If you ask lead development representatives (LDRs) whether they should apply the same amount of effort to all leads, the answer will invariably be no. A much better strategy is to spend more time on the leads that have the highest propensity to convert. Contact engagement made possible through predictive analytics removes the guesswork and determines how many attempts should be made to reach a given prospect, along with what days and times are best for these contact attempts. By implementing the contact engagement application, marketers can expect a lift in conversion rates through telequalification, plus a larger volume of more highly qualified leads for sales to follow up on.

Use contact engagement to answer important questions, such as:

  • Which leads should our LDR team apply the most effort to?
  • What should the volume and cadence be for reaching out to a given prospect?
  • When should call attempts be made for a given prospect?

Prospect Sourcing

Inbound marketing rarely attracts and converts all the quality buyers a B2B organization needs to fill its pipeline. To address the shortage, prospect sourcing examines historical sales results combined with a broad array of third-party behavioral (e.g. buying research, intent), firmagraphic and demographic data to develop a lookalike model – against which potential prospects can be matched and prioritized for acquisition. When models include buyer intent data, marketers can source prospects that are a good fit, along with those who are likely to be in-market for a solution right now.

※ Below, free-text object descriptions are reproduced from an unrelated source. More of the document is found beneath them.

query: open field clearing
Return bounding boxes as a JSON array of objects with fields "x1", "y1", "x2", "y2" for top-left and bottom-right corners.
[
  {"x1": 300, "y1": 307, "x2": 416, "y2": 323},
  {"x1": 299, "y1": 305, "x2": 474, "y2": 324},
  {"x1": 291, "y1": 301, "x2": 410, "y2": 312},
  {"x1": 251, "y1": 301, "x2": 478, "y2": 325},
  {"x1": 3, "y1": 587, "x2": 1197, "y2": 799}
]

Use prospect sourcing to answer important questions, such as:

  • Are we able to identify all viable accounts and contacts?
  • Which accounts that are not in my current marketing or sales databases should we be calling on?
  • Which non-responder accounts are likely to be in-market for solutions like ours?

Opportunity Scoring

A pervasive problem in B2B organizations is lack of confidence in sales forecasts, which is typically caused by reliance on unscientific means to determine what deals will close within a given timeframe. Sales managers tend to apply “probabilities” based on the perceptions of their reps, which are often mistaken. Opportunity scoring, on the other hand, uses historical performance and statistical methods to determine how likely a prospect is to buy, when an opportunity is likely to close, and how much that prospect is likely to spend. Opportunity scoring should supplement existing forecasting processes and be used to help sales reps and managers to assess deals more realistically.

Use opportunity scoring to answer important questions, such as:

  • How can we forecast accurately?
  • How can we ensure that only teleprospecting qualified leads that are likely to convert are passed to sales?
  • When are deals actually likely to close?
  • How can we get a more accurate estimate of how likely a given deal is to close?

Customer Scoring

All subscription-based businesses are trying to improve retention, cross-sell and upsell. With customer scoring, models are built to identify existing customers that are attrition risks (retention), which are good candidates for other products and services (cross-sell), and which should be upgraded to a higher-value solution (upsell). When implemented, customer scoring provides visibility into the true health of the install-base and enables the creation of account-specific outbound sales and marketing programs.

Use customer scoring to answer important questions, such as:

  • How can we accurately predict attrition, cross-sell and upsell in the install base?
  • How can we identify at-risk accounts ahead of time?
  • How do we identify the accounts that we should sell more to?
  • How can we segment our install-base by expected outcome in order to deliver more powerful and relevant outbound customer marketing and sales programs?